In a column called The Casual Observer from the Winona Republican in May of 1951, writer Gretchen L. Lamberton wrote, “Catcher Gabby Hormann, who had been having a hilarious time taking movies of the boys in action, came over to pass the time of day. He’s a lean, quick-moving boy with laugh wrinkles and sun wrinkles around his eyes.”
In a 1958 season preview for the Huron (SD) Jims, he’s described thusly, “Bats and throws right, 5-11, weighs 185 and is single. No age listed. Played with pro and semi-pro teams since 1946. Batted .367 with Detroit Lakes (MN) last season and had .347 average with Valentine in 1956. Never batted below .300. Batted .306 with Salisbury, NC., in 1948 and was named most valuable player and most popular player.”

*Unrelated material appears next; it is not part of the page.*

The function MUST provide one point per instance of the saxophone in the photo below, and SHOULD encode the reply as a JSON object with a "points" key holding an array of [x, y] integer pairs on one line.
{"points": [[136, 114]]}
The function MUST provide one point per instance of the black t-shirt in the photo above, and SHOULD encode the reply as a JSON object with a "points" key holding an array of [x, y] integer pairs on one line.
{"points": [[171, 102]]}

None of these teams were affiliated with MLB, so we have no Baseball Reference page, no baseball cards, no statistical compilation, to put his career on any kind of scale. Suffice it to say he was a popular and highly valuable player who had his ups and downs.

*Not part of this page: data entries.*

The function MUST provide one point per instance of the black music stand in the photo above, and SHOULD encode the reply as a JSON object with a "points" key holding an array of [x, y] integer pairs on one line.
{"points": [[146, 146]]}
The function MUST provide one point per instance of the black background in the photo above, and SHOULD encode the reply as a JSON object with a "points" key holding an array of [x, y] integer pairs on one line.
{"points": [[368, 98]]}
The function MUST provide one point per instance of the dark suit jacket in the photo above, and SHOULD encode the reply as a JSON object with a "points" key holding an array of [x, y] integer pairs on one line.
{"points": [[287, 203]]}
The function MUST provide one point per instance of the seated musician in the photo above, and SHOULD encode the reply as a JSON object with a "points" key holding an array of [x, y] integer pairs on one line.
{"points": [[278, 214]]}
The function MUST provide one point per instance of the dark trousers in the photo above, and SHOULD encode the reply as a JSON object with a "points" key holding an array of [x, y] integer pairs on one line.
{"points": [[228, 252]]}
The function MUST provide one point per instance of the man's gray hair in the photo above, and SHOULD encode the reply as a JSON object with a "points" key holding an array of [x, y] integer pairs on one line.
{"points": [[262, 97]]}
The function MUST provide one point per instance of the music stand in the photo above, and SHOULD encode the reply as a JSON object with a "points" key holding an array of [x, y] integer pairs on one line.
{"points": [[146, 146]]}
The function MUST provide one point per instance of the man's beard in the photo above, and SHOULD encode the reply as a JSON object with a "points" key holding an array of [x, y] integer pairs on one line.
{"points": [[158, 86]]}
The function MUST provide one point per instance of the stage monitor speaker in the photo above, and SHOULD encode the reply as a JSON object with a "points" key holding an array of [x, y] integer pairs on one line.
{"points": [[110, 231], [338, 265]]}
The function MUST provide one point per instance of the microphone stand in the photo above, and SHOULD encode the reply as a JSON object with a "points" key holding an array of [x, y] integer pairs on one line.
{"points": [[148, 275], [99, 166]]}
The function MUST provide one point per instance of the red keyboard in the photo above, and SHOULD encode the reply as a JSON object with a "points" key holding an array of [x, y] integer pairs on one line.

Hormann was sidelining as a Webb Foley, the singer, (occasionally dubbing himself The Baseball Serenader) as early as 1953. Foley released thirty or so singles over his decades-long career. No commercial hits, but if you’re a collector of Rockabilly compilations, you’ve heard “Be Bob Baby” (1956), “Little Bitty Mama” (1957), and the Johnny Cash sound-a-like “Makin’ a Plan” (1957).

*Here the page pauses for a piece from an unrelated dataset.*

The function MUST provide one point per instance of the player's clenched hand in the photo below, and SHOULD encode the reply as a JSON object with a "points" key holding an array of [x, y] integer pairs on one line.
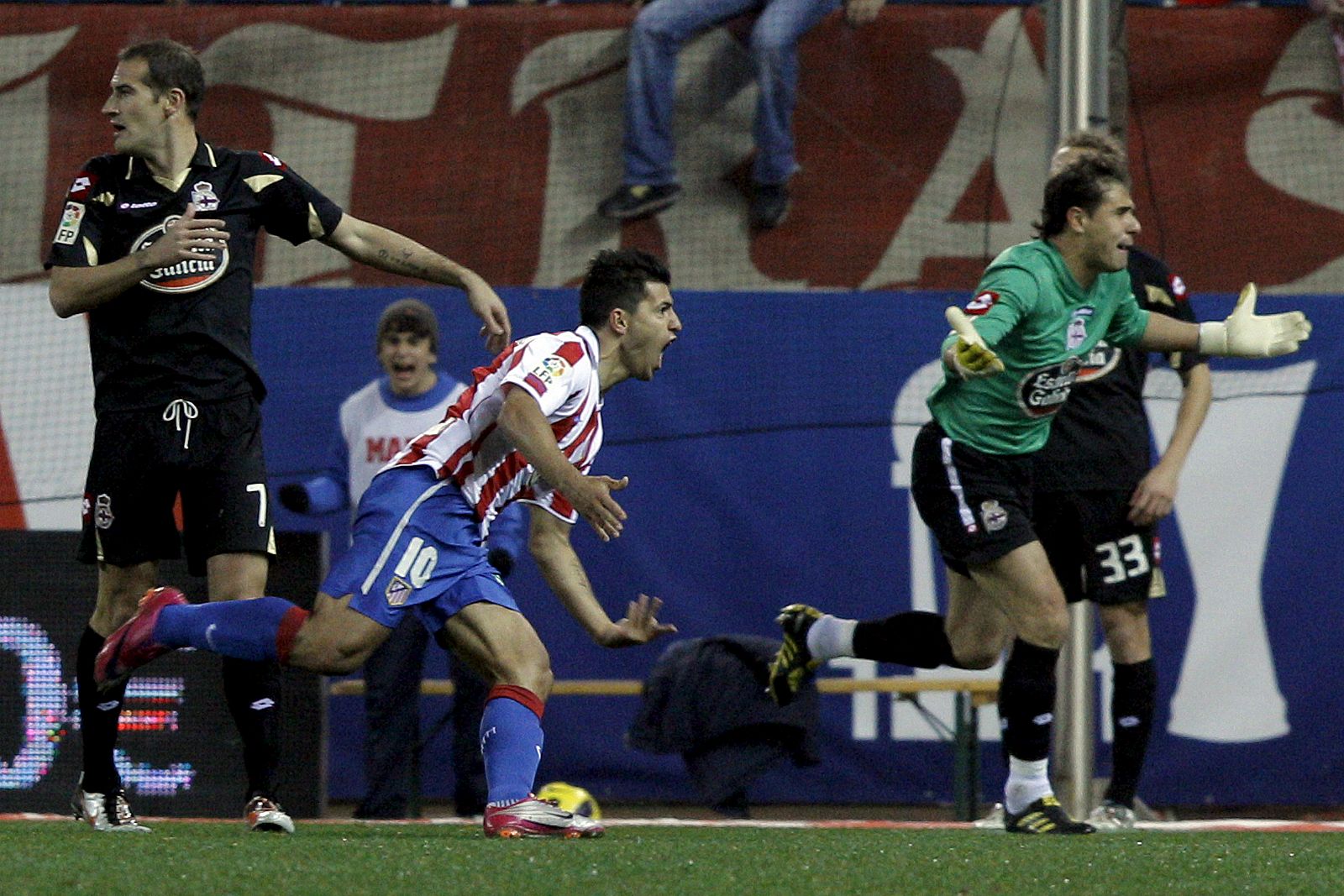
{"points": [[1153, 497], [487, 305], [1249, 335], [188, 237], [969, 356], [638, 626], [591, 497]]}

Foley toured small clubs, military bases, and played anywhere he could, often with Dennis Puckett (“The Indiana Elvis”). From rockabillyhall.com, Puckett recalls, “We never rehearsed and he would pick up guys who said 'Hey, I play this or that.' We wound up with some real characters. Foley would get some girl to do the twist once in a while. I know he wasn't paid much. He pulled a trailer behind his Buick convertible. If we wanted to sleep, we'd go back there and put a canvas top over the instruments and have a sleep.”
For a man that lived an extraordinary life, the only obituary I can find is one comment on a blog from 2015, “Gabby died some years back. I chatted with his wife, etc.”
Woof. It’s the etc. that really gets you. I’m literally tearing up at the abbreviation of it.
We have the records, the 7” circles of vinyl. We have records of another sort, on scoresheets, and leaderboards, and in old newspapers. But still, I want more. So much more. It’s utterly, and I admit weirdly, heartbreaking that that’s end of the trail for Hormann/ Foley/ the Baseball Serenader. The trail ends with such nothingness. What a trail it must have been tho.
Here’s the b-side. The Baseball Serenader does spoken word comedy about the sport he clearly loved.
There’s a peak at my obsessions. Whatever your’s are, dig deep. That slim vein usually opens up into a chasm of cool shit, other like-minded weirdos, and records. So many records. Don’t forget to leave something behind.
Great read! He definitely deserves more than an etc!
I’m looking forward to your Baseball Project series!